Но они итак уже все собрались, стояли за занавеской и ждали только момента, чтобы я, пинтюх, недоразвитый, уселся на эту проклятую кровать. Видно, решили позабавиться. Скуки ради. Все равно им на своем Олимпе делать нечего. Но мне-то, положим, не до смеха. Хотелось бы увидеть кого-нибудь из них на моем месте…
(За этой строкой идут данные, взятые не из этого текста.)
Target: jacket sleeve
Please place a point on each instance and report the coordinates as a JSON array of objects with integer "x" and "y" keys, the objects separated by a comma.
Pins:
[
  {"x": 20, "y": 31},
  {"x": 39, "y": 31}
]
"Как надо мной, хромоногим, Зевсова дочь Афродита
Гнусно ругается, с грозным Ареем, губительным богом,
Здесь сочетались…"
Так значит, она все же Афродита, а я вначале думал, что она Афина Паллада. Вот влип. Это ж надо такое отмочить, улечься с замужней женщиной и быть застуканным мужем. Со мной такого еще не случалось. Как же выпутаться? А что если мне их обмануть, уверить всех, что это не жена Гефеста, а Виктория-победительница, с которой я лег переспать, чтобы в завтрашних соревнованиях она принесла мне удачу. В конце концов, если они будут настаивать на своем, скажу, что просто ошибся дверью и лег в постель не с той женщиной, я даже ее лица не видел, не разглядел в темноте. Это выход. В этом мое спасение. Итак, буду утверждать, что она Афина Паллада…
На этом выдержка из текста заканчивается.